US Strategy to Oppose the Islamic State

The U.S. reaction to the developments we are currently witnessing in Syria and Iraq once again prove the American two-fold approach to the world.

It is not the first time that the U.S. has taken a two-pronged approach to engaging with terrorist groups. We remember in particular that American interactions with al-Qaida in Afghanistan took place under approximately the same conditions. The CIA created al-Qaida with the help of Saudi Arabia and several other countries in the region, and we have seen that the CIA has employed the same tactics even with the Taliban in northwestern Pakistan.

First, the CIA cultivated the Taliban and fortified it against the mujahedeen and the forces of Shaheed Rabbani. Later, however, we saw the events of Sept. 11 occur. Thus, the dual approach the Americans use with terrorist groups is nothing new; it is the same in other places. The U.S. has followed the same policy in regards to the Muslim Brotherhood, the Libyan revolutionaries and even the group al-Shabab in Somalia. They have now brought the situation to such a point that it is out of control.

Now, the Islamic State’s turn has arrived. The Islamic State was active in Syria for about two and a half years. For a while now, the Islamic State has been able to expand its terrorist activities, which have become the object of support from a political perspective. The Arab League, the U.N. Security Council and the U.S. have all chosen to remain silent on this issue. Meanwhile, they have given them large sums of money and supported them financially and with propaganda.

This shows that America’s strategy apparently takes the following form: First, it lets loose terrorist groups and uses them to its advantage.
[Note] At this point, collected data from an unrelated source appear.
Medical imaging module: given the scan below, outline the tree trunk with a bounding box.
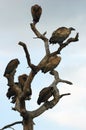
[23,118,34,130]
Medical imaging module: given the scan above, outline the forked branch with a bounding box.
[28,70,72,118]
[51,33,79,56]
[30,23,50,55]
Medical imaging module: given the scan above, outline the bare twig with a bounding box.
[30,23,50,55]
[50,33,79,56]
[30,23,48,41]
[50,70,73,86]
[18,41,31,66]
[18,41,37,72]
[0,121,22,130]
[59,93,71,99]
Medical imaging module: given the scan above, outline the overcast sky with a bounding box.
[0,0,86,130]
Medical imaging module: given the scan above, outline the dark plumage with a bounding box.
[6,82,19,103]
[37,87,54,105]
[49,27,75,45]
[18,74,28,89]
[6,87,16,99]
[4,58,20,77]
[18,74,32,100]
[31,4,42,24]
[41,55,61,73]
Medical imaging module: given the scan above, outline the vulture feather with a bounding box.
[41,55,61,73]
[4,58,20,77]
[49,27,75,45]
[6,82,19,103]
[18,74,32,100]
[31,4,42,24]
[18,74,28,89]
[37,87,54,105]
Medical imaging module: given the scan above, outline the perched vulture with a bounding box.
[49,27,75,45]
[18,74,32,100]
[4,58,20,77]
[37,87,54,105]
[6,82,19,103]
[31,4,42,24]
[41,55,61,73]
[6,87,16,99]
[18,74,28,89]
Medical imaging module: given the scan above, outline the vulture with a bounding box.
[41,55,61,73]
[6,82,19,103]
[18,74,32,100]
[18,74,28,89]
[4,58,20,77]
[31,4,42,24]
[49,27,75,45]
[6,87,16,99]
[37,87,54,105]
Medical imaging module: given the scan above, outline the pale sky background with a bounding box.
[0,0,86,130]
Then it clashes with them. Once the clashes begin, the possibility of controlling them dissolves, because these youths are dispatched to highly volatile regions like Syria, Iraq and Lebanon. During this time, equipment, weapons and financial benefits are given to them, and they commit bloody crimes this way, with the ability to keep them in check lost.

America’s interactions with the Islamic State are, for me, extremely questionable. In this regard, the Islamic State’s clashes with Iraqi Kurdistan clarify the matter somewhat. There are two possible ways to interpret this situation: First, the Islamic State has really fallen out with Iraqi Kurdistan over the profits and distribution of wealth and spoils, since they had nothing in common except a mutual enmity for al-Maliki. In terms of religion, principles and even ethnicity, there is no affinity in their outlooks. Alternatively, it could be that this movement is a kind of decoy to provide the pretext for NATO forces to enter the fray and for America and Turkey to intervene. This is just as we see that a number of countries have pledged their readiness to get involved in this area. This involvement could also take two forms: first, getting payback for the expulsion of American forces and those of its allies from Iraq, after Iraq signed security contracts with the U.S. which did not allow the Americans to have a base in the northern part of the country — at that time, under al-Maliki. By entering via Kurdistan, Washington wants to reprise its military role, and by establishing a base in Iraqi Kurdistan, it hopes to maintain a presence in the region.

Secondly, U.S. involvement could also take the form of encouraging Kurdistan to separate from Iraq. Finally, with extensive presence of foreign troops in northern Iraq and consequently, political and military support – keeping in mind the fact that the Kurds are seeking to hold a referendum regarding separation from Iraq – they could, from a position of de facto separation, announce their separation with relative ease.

Despite all this, Iran’s consultations with Iraqi officials, whether in Baghdad or in Erbil, about the issue of a divided Iraq and support for the current political regime there, have been successful; as such, America’s position has shifted slightly. As a result, it seems that the U.S. has realized that the conditions are not in its favor and if the Islamic State’s activities in Iraq and Syria continue as they are, that situation would be untenable for Americans. Meanwhile, if America is serious on this issue, it should cut off its financial support for them, shut down their training centers and weapons factories, and then claim that it intends to fight terrorism and stop the Islamic State.